The U.S. and Israel both threatened possible military responses.
The disputes are likely to continue, however.
In a foreshadowing of the public relations battle ahead, Iranian state TV released a fact sheet of elements it claimed were in the final agreement – a highly selective list that highlighted Iranian gains and minimised its concessions.
Among them was an assertion that all sanctions-related U.N. resolutions will be lifted at once.
While a new UN resolution will revoke previous sanctions, it will also re-impose restrictions in a number of categories.
Beyond the parties to the pact, spoilers abound.
In the United States, Congress has a 60-day review period during which Obama cannot make good on any concessions to the Iranians.
U.S. lawmakers could hold a vote of disapproval and take further action.
Iranian hardliners oppose dismantling a nuclear program the country has spent hundreds of billions of dollars developing.

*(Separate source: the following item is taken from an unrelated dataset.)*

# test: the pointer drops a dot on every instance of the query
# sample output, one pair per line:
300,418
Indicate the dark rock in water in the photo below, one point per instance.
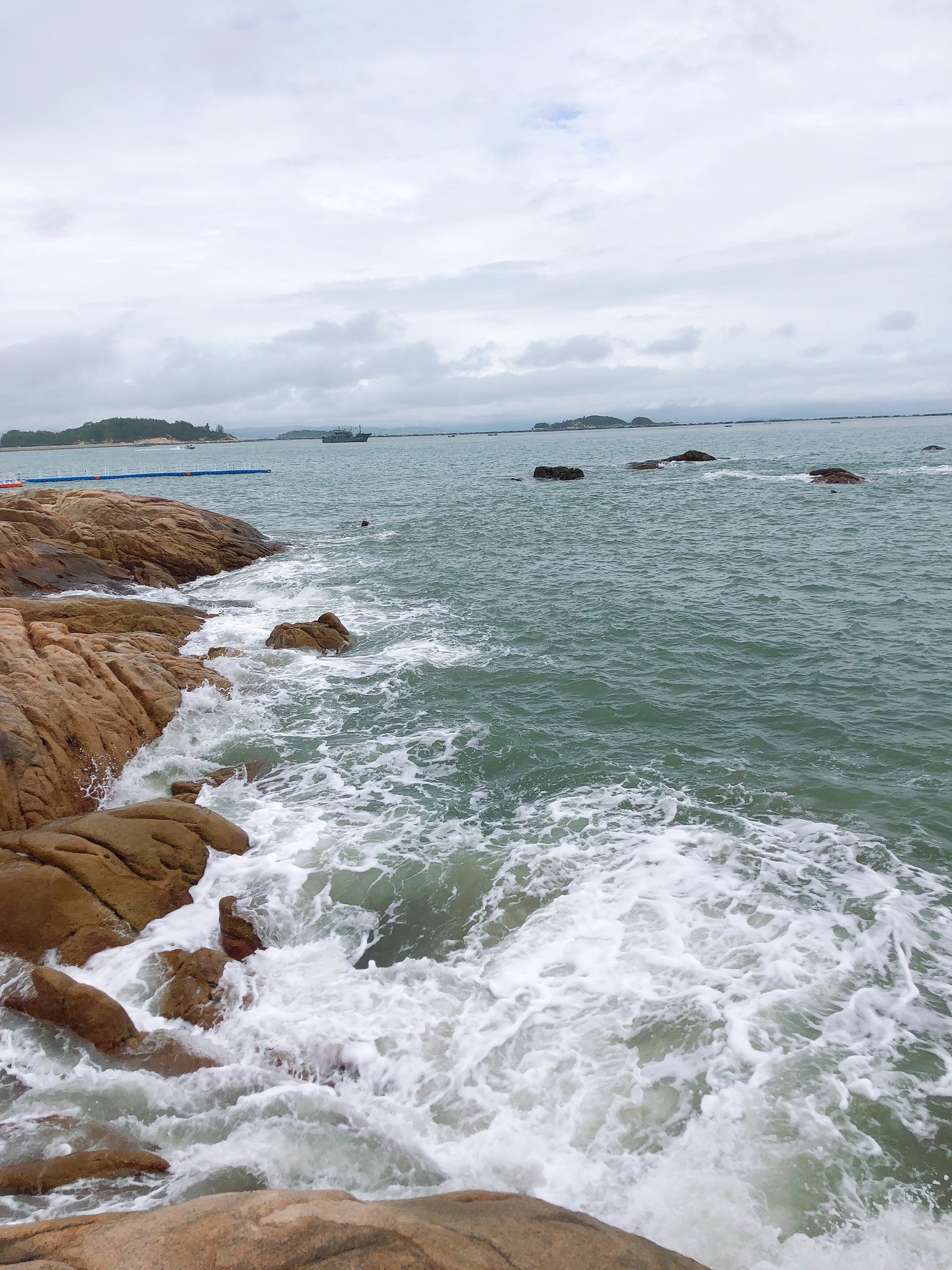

Khamenei, while supportive of his negotiators thus far, has issued a series of defiant red lines that may be impossible to reconcile in a deal with the West.
And further afield, Israel will strongly oppose the outcome. It sees the acceptance of extensive Iranian nuclear infrastructure and continued nuclear activity as a mortal threat, and has warned that it could take military action on its own, if necessary.
Sunni Arab rivals of Shi’ite Iran are none too happy, either, with Saudi Arabia in particularly issuing veiled threats to develop its own nuclear program.